Staring at this apparatus, I recalled a potent image from my early childhood: the iron lung. In 1958, when I was nine, Belgium hosted the World Fair. My father, who worked at the National Agency for the Promotion of Belgian Agriculture and Horticulture, oversaw one of the displays, and my parents took us there every Sunday afternoon from April to October. It was far and away the most exciting thing that ever happened in my childhood. My younger brothers and sisters were too young to roam about, but I was allowed to roam freely across that one square mile of futuristic exhibits.

There were colorful glassed-in cable cars, like something out of a Jetsons cartoon. A gleaming monument, the Atomium, dramatized the chemistry of molecules; it loomed high above the cantilevered pavilions, all angles and glass and curved steel. A huge fairground was open every day until 4
A.M.
Rockets, on one ride, carried you across a city of the future, where houses showed off fantastical gadgets; then you flew past the Milky Way and around Mars before returning to Earth. Robots distributed bars of chocolate. There was a machine that manufactured and bottled Coke; a mine shaft complete with trolleys; a model of an oil refinery. There were people with strange skin colors and extraordinary looking eyes. There were pavilions for plastics, for explosives, for chemistry, for photography, for glass, and for every imaginable country and international organization.

But there were just two objects that drew me back, again and again. The Russian pavilion contained a Sputnik, a small silver sphere that was suspended just beneath a massive, frowning statue of Lenin. It was barely a year after the first Russian space flight, and here was a real representative from that new world of discovery, outer space.

And in the United States’ pavilion, just next door, there was an iron lung—a terrible, sealed glass container that breathed for you. In a way, I think that ugly, cylindrical cage had a profound impact on my life. Everyone was terrified of polio in those days; the oral vaccine wasn’t licensed until 1962. If you caught the virus, you could become paralyzed and may not be able to breathe without the support of an iron lung, perhaps your only hope for long-term survival. The nightmarish vision of being caged for life was I think something that motivated me to care for the sick. I pondered it intensely. Surely there must be some better alternative? Turning away from the negative-pressure isolation bed, I felt uneasy.

NOW THAT IT
was clear that our virus was not a subspecies of Marburg, but was in fact a new (and possibly far more virulent) hemorrhagic fever, more international personnel began flying in to join the team.

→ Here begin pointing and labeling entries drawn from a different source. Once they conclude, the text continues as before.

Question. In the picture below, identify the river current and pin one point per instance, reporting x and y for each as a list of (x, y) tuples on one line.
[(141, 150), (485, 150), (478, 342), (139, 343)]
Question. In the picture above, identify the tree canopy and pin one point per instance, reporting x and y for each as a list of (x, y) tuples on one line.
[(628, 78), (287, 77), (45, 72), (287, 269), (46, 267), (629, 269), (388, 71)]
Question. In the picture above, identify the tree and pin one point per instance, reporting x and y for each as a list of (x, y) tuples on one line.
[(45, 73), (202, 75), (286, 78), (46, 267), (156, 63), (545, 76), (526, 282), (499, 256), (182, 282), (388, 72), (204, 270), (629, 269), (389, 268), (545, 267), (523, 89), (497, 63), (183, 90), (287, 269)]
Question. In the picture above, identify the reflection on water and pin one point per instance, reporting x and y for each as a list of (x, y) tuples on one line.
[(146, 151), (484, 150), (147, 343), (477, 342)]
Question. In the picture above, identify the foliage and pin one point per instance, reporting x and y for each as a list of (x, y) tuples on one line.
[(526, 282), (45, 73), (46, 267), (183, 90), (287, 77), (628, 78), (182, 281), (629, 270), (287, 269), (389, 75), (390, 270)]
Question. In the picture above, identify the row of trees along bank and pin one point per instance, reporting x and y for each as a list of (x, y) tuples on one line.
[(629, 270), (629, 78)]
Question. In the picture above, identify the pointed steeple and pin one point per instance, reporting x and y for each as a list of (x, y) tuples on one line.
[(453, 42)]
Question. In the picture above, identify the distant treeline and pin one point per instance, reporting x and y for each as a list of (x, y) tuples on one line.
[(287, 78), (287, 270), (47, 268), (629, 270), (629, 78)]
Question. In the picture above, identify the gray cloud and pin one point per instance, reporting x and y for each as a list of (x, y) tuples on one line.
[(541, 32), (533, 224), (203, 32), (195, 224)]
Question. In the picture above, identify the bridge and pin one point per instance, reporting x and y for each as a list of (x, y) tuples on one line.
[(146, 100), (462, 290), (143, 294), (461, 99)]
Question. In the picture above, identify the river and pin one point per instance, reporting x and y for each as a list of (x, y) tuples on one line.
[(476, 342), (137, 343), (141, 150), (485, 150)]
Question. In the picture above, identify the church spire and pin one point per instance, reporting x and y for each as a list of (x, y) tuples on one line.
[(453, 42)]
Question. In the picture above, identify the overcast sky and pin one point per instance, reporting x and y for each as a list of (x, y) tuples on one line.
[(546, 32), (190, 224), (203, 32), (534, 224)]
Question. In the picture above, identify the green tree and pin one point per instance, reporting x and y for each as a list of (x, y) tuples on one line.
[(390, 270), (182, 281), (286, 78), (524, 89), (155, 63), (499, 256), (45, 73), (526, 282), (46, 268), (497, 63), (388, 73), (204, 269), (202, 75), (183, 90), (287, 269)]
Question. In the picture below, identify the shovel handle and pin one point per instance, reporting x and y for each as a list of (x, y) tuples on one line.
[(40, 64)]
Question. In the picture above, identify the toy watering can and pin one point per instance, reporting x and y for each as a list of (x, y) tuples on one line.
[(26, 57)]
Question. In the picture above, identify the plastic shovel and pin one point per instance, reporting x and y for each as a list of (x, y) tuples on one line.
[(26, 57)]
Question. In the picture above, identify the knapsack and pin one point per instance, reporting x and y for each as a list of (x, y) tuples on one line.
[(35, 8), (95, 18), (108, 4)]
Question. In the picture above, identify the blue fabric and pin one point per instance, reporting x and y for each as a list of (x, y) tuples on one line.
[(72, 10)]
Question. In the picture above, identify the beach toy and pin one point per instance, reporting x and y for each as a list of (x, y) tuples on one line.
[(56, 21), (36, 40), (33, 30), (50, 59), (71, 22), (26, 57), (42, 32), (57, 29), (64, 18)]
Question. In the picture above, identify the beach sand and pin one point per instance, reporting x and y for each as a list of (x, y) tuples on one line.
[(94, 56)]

My friend Guido Van Der Groen arrived with enough equipment to install a field virology lab at Clinique Ngaliema. For several days he had been working there in a plastic isolator—a small laboratory bench under a plastic tent, accessed via two plastic built-in sleeves, the low internal air pressure maintained with a small electrical pump. With a grin, he handed me a good-bye note penned by our boss, Stefan Pattyn, who had returned to Belgium to pursue his hospital and teaching work. His note urged me yet
again
to catch as many bats as humanly possible, and warned me to beware of traps that would be laid for me by our American and French team members.